Cornwall College Group received exceptional financial support in December after it ended the year with £2.25 million less in the bank than planned – and ahead of an application to the restructuring facility.
“The group’s highest and most significant risk is currently managing the cashflow and controlling costs,” the college’s accounts for 2016/17 warned.
“A new request for £3.5 million of short-term exceptional financial support has been made with the Education and Skills Funding Agency to cover cashflow requirements during the 2017/18 financial year, which was approved on December 11, 2017.”
The college is in the process of applying to the restructuring facility, which is designed to support colleges to implement post-area review changes they can’t afford to pay for themselves – even though it has no plans to merge.
That application “will not be concluded until the final term of the 2017/18 academic year”.
“Once agreed, this facility has the capacity to reset the group’s balance sheet by improving its working capital and in doing so accelerate its financial recovery,” the document said.
A spokesperson for the college insisted it was “working alongside the Department of Education in the normal timeframe for the application”.
The grade two-rated group – which includes Cornwall College, Duchy College, Bicton College and Falmouth Marine School – ended the year with just £760,000 in the bank, according to the accounts – almost £2.25 less than the £3 million that had been forecast.
The shortfall was blamed on a combination of property sales that raised less than was predicted, and staff redundancy costs.
But the college’s operating deficit was just £35,000 for 2016/17, compared with over £4 million the previous year.
Cornwall College emerged from the Somerset, Devon, Cornwall and the Isles of Scilly area review with a plan to standalone but with a “fresh start approach to deliver financial stability”, a recommendation that the college said had not changed.
“With regard to financial sustainability, this college is not currently viable or resilient, with weak solvency and forecast operating deficits for the duration of the financial plan to 2019/20,” said the area review report, published August 2017.
This included calls by the University and College Union for Mr Basi to take a pay cut as up to 60 members of staff faced losing their jobs just a month after the college was served with a notice of concern for financial health from the SFA in April 2016.
FE Week reported last week that Lambeth College was expecting to receive £25 million from the restructuring facility, which would be enough to cover the EFS it owes to the government as well as its bank loans.
And Telford College of Arts and Technology received £21 million as part of its merger with New College Telford, to form Telford College.

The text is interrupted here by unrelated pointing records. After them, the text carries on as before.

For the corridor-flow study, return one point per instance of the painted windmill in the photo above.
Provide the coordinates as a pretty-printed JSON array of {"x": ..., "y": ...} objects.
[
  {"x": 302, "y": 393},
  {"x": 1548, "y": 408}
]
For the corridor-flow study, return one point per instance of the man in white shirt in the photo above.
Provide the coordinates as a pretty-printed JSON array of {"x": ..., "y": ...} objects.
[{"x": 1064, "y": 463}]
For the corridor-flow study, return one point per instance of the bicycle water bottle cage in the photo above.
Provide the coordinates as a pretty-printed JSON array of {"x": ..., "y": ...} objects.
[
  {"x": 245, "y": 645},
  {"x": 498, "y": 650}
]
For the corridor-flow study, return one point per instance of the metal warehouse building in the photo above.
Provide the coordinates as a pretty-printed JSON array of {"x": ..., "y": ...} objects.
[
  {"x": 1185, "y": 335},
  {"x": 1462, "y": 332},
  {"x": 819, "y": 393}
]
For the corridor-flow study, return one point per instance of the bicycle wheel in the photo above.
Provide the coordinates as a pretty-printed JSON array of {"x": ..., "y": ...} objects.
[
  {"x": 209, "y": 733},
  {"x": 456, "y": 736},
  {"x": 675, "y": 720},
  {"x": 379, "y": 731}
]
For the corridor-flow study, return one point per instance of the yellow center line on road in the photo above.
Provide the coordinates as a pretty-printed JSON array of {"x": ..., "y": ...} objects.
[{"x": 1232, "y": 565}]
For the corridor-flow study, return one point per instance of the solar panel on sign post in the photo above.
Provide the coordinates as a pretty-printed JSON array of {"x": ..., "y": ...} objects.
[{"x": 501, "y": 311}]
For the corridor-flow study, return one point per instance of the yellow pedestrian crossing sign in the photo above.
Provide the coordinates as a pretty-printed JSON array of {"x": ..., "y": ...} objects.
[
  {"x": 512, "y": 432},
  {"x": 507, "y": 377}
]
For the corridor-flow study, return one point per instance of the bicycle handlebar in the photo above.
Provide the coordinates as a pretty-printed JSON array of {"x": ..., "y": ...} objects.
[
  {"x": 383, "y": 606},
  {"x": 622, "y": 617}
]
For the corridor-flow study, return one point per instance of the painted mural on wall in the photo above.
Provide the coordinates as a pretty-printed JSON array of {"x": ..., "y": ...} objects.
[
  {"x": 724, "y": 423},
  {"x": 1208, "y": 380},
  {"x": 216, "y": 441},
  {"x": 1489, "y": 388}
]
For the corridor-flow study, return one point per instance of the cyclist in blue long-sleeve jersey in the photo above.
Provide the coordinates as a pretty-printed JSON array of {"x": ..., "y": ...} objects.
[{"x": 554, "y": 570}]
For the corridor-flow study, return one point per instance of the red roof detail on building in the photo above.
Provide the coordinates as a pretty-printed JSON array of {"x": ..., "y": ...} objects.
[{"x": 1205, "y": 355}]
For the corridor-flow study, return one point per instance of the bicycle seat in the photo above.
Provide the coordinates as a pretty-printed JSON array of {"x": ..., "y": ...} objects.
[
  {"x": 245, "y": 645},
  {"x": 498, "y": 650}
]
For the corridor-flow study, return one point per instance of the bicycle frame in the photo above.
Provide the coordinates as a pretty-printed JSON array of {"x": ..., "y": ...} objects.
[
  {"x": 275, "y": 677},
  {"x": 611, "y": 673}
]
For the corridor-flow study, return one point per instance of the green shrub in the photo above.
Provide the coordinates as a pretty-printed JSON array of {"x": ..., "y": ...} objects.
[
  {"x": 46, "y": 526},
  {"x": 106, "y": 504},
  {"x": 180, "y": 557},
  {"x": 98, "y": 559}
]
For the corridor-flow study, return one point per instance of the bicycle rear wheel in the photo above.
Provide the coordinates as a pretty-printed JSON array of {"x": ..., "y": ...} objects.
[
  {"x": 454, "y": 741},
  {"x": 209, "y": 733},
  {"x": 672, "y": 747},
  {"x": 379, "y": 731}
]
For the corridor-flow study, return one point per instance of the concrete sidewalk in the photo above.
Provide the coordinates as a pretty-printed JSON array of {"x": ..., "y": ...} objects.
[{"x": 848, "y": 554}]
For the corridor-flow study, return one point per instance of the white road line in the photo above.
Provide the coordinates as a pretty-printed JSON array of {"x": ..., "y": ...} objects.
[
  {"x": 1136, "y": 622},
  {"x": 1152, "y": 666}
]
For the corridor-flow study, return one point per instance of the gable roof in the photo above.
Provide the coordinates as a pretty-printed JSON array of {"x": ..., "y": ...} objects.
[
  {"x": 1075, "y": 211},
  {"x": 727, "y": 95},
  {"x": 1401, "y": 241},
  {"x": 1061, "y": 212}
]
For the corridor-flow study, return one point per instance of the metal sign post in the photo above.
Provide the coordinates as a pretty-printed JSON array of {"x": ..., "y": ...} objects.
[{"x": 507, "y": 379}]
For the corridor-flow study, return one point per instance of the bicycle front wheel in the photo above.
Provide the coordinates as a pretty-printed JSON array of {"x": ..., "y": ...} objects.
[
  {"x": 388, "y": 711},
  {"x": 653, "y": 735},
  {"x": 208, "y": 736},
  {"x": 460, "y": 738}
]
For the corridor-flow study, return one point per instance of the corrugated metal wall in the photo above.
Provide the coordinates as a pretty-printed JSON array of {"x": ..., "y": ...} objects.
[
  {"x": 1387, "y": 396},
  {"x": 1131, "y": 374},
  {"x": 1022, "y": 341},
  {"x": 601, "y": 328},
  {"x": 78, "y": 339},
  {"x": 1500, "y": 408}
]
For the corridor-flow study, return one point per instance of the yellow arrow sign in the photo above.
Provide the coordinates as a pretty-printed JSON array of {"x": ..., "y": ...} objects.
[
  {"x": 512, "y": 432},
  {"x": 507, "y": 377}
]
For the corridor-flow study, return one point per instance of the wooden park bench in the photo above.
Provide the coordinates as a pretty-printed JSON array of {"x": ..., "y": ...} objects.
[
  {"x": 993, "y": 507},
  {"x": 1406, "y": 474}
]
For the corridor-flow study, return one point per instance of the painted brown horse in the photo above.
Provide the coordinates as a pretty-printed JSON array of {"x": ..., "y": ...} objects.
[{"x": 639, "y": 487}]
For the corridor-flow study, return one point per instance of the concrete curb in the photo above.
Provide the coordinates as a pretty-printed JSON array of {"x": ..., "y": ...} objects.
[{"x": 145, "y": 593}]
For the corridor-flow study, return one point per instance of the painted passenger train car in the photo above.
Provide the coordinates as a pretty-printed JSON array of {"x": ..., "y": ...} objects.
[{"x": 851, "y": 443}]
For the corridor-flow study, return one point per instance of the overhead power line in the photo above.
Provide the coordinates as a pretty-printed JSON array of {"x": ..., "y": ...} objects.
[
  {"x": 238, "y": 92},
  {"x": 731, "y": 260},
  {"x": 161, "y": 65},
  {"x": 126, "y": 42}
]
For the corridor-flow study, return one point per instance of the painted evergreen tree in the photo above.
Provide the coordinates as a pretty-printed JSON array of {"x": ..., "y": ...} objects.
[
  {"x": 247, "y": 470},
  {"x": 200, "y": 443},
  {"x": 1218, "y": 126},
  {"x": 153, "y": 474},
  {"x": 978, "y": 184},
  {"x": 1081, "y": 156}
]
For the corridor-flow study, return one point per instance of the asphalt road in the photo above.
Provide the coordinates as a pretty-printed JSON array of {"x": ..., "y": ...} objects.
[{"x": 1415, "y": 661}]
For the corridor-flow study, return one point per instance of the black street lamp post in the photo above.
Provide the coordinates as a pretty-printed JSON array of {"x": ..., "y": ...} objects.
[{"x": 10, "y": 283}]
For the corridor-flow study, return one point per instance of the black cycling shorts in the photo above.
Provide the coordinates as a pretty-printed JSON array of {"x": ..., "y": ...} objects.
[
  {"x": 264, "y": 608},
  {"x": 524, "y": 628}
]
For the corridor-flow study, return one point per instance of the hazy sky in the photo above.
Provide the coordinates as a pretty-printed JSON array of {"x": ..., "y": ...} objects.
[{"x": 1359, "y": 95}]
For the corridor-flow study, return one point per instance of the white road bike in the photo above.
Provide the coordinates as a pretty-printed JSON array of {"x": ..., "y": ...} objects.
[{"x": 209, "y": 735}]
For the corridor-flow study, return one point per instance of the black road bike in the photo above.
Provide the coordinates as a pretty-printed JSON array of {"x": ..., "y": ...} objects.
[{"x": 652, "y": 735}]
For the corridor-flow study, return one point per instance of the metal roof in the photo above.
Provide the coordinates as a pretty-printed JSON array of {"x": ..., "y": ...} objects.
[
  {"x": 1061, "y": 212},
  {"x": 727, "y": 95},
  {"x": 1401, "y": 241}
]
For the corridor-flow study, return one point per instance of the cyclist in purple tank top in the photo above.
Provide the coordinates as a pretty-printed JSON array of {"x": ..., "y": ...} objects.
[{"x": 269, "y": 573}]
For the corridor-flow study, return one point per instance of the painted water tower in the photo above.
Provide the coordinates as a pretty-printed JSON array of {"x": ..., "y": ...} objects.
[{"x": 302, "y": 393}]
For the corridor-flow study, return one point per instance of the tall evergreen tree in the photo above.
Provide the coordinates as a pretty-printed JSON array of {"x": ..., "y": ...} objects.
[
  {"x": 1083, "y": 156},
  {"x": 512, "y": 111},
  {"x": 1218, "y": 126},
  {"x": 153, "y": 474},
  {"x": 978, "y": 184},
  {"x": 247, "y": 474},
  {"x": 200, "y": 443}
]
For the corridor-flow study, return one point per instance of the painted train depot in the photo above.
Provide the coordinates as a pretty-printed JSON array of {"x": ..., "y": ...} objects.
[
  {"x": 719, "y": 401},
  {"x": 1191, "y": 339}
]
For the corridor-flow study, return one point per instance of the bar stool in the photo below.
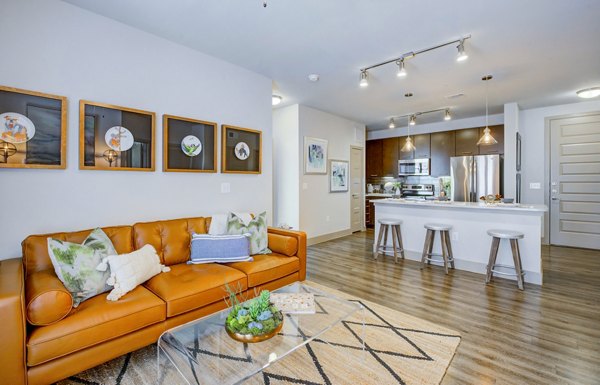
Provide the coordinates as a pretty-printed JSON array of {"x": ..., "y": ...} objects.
[
  {"x": 447, "y": 256},
  {"x": 397, "y": 246},
  {"x": 514, "y": 237}
]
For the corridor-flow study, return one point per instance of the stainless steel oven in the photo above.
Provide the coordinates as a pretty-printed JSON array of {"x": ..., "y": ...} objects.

Raoul Humphreys, principal and chief executive of The Cornwall College Group reflected on the “recovering” finances for his institution.

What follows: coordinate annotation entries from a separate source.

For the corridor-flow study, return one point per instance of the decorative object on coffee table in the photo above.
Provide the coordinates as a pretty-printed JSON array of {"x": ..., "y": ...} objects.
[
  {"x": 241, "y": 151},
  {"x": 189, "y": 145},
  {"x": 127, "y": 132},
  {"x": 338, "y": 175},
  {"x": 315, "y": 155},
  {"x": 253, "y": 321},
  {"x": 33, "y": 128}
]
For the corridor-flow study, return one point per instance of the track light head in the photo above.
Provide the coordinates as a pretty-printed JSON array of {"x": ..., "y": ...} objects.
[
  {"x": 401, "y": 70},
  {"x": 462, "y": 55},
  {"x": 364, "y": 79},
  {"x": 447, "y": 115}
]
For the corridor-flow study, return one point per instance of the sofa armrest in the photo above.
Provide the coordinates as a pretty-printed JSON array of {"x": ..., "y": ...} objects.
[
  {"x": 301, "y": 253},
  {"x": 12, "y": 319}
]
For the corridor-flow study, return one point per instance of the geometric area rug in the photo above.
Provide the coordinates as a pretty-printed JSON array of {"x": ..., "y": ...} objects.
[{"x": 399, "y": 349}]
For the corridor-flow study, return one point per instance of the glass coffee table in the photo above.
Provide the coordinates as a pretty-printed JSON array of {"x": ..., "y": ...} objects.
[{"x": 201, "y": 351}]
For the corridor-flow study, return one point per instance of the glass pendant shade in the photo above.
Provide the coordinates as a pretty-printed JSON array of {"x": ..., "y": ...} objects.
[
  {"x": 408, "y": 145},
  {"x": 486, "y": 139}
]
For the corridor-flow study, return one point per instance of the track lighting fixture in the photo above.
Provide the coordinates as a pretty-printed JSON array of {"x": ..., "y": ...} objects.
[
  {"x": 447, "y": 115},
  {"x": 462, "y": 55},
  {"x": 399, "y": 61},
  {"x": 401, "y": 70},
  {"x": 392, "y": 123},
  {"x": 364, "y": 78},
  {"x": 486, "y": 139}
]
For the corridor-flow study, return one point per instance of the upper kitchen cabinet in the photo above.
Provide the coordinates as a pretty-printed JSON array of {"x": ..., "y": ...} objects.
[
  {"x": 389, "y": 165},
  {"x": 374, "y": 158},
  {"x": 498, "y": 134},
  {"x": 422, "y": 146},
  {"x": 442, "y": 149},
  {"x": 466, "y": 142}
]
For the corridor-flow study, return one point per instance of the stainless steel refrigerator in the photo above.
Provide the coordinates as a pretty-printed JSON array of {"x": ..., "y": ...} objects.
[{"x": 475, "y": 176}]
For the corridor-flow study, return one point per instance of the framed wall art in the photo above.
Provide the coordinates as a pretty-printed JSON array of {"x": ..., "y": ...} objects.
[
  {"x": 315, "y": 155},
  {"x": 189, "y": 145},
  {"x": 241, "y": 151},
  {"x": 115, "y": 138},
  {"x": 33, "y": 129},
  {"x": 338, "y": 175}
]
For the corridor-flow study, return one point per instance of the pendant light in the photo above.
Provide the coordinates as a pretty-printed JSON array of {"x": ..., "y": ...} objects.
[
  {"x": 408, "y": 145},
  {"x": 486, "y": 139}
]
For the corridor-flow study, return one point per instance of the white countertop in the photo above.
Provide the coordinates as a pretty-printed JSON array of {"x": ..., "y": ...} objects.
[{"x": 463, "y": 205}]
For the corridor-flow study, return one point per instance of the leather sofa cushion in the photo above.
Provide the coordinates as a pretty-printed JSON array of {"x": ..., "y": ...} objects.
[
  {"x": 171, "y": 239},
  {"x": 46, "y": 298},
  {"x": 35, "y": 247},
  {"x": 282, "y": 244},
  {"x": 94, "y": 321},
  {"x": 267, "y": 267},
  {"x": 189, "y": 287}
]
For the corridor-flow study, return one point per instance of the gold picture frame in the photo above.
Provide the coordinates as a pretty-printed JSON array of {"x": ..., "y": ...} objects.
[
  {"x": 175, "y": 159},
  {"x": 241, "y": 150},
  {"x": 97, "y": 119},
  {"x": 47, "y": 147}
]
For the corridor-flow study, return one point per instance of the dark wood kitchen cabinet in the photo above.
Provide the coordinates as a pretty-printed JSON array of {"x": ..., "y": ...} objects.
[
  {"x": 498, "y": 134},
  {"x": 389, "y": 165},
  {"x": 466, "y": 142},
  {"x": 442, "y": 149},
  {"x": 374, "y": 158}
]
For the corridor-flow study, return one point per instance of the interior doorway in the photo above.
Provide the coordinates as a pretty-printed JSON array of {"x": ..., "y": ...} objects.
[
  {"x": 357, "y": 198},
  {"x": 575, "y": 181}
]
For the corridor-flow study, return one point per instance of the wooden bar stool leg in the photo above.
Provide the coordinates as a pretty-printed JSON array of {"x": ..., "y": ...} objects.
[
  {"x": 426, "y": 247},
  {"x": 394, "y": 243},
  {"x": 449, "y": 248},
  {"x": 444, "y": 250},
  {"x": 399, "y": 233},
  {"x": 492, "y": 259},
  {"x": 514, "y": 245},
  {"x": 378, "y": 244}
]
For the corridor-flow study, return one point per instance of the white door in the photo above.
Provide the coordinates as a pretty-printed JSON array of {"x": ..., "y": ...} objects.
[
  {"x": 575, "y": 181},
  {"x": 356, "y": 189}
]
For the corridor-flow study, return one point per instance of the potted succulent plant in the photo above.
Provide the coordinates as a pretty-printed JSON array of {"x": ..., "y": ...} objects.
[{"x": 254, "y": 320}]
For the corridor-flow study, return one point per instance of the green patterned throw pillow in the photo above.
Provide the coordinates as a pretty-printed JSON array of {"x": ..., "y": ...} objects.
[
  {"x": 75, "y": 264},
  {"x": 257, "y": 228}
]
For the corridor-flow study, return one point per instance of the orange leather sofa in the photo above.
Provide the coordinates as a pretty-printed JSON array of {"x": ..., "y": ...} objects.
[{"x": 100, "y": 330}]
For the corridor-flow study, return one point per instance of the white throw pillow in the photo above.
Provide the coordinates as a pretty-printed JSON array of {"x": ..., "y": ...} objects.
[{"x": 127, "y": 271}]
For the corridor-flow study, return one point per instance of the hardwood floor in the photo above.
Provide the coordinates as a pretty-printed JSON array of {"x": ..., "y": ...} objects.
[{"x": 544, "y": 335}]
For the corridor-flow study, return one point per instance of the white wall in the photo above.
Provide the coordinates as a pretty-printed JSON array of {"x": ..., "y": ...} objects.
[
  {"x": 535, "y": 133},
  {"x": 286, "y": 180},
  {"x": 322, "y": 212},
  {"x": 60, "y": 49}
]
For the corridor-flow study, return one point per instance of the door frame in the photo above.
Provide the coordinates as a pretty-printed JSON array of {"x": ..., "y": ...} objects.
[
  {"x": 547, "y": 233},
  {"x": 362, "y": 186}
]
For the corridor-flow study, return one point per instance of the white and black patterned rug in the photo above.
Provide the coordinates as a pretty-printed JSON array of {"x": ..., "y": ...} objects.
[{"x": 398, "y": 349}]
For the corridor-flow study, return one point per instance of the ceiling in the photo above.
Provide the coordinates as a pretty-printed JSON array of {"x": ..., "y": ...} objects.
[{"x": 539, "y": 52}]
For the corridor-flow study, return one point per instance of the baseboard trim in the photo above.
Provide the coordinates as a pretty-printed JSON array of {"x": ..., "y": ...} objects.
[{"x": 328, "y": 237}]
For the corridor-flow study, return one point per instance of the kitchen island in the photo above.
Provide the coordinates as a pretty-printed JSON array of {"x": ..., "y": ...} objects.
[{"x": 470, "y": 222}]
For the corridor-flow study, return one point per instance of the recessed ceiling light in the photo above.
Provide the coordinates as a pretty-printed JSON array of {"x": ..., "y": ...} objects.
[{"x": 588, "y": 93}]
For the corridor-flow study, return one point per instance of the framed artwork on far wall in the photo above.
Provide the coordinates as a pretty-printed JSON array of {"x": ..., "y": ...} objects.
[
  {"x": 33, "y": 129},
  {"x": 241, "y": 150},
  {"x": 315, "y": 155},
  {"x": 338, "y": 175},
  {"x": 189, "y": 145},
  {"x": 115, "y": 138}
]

“Our financial position is recovering, with a turnaround to our operating position and a cash flow surplus,” he said.
“Last year we received £4.5m of exceptional financial support which we paid back in full by the end of August 2017. This year, it has reduced to £3.5m, which we will also pay back by the end of this financial year. This covers a working capital gap in the spring, a challenge for many FE Colleges.
“We are at an advanced stage in our discussion with the Transactions Unit and are seeking to achieve an outcome which will speed up our improving financial position.”